PepGB: Facilitating peptide drug discovery via graph neural networks
Yipin Lei, Xu Wang, Meng Fang, Han Li, Xiang Li, Jianyang Zeng
TL;DR
PepGB addresses the bottlenecks of peptide drug discovery by predicting peptide-protein interactions on a heterogeneous graph, leveraging graph attention networks with a DropMessage perturbation and a dual-view loss to mitigate overfitting and data imbalance. A contrastive pre-training strategy enables robust peptide representations from a large unlabeled sequence corpus, improving generalization to novel targets and hits. To tackle imbalanced lead-generation data, diPepGB introduces directed edges encoding relative binding strength, enabling effective modeling in realistic assay conditions and supporting virtual alanine scanning. Across rigorous, cluster-based validations, PepGB shows superior performance over baselines in novel settings, while diPepGB demonstrates strong performance on imbalanced data and real-world lead optimization tasks, underscoring its potential to accelerate peptide early drug discovery.
Abstract
Peptides offer great biomedical potential and serve as promising drug candidates. Currently, the majority of approved peptide drugs are directly derived from well-explored natural human peptides.

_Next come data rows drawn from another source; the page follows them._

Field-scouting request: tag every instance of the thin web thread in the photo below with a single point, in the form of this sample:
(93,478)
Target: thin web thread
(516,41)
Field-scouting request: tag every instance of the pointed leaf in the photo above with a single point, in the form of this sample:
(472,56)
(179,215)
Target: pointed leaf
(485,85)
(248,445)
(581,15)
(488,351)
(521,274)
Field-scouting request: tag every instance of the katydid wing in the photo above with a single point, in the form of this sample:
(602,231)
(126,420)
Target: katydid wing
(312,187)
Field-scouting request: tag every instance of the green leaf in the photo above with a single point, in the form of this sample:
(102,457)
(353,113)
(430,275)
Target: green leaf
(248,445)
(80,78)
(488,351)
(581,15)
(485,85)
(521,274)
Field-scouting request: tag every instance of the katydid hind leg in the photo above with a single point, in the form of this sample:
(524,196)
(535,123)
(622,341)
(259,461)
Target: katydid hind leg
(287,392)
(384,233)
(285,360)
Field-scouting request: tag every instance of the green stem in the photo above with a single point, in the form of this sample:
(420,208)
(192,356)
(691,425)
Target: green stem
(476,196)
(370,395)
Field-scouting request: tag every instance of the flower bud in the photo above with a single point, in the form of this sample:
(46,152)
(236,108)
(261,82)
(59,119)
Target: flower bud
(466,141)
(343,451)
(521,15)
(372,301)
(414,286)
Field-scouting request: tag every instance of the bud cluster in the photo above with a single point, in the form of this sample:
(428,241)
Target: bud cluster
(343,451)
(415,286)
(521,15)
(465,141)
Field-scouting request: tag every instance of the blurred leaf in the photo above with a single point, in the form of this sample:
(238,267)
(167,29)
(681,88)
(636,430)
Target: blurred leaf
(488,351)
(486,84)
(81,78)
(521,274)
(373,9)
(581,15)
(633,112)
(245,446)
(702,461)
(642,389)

It is quite necessary to utilize advanced deep learning techniques to identify novel peptide drugs in the vast, unexplored biochemical space. Despite various in silico methods having been developed to accelerate peptide early drug discovery, existing models face challenges of overfitting and lacking generalizability due to the limited size, imbalanced distribution and inconsistent quality of experimental data. In this study, we propose PepGB, a deep learning framework to facilitate peptide early drug discovery by predicting peptide-protein interactions (PepPIs). Employing graph neural networks, PepGB incorporates a fine-grained perturbation module and a dual-view objective with contrastive learning-based peptide pre-trained representation to predict PepPIs. Through rigorous evaluations, we demonstrated that PepGB greatly outperforms baselines and can accurately identify PepPIs for novel targets and peptide hits, thereby contributing to the target identification and hit discovery processes. Next, we derive an extended version, diPepGB, to tackle the bottleneck of modeling highly imbalanced data prevalent in lead generation and optimization processes. Utilizing directed edges to represent relative binding strength between two peptide nodes, diPepGB achieves superior performance in real-world assays. In summary, our proposed frameworks can serve as potent tools to facilitate peptide early drug discovery.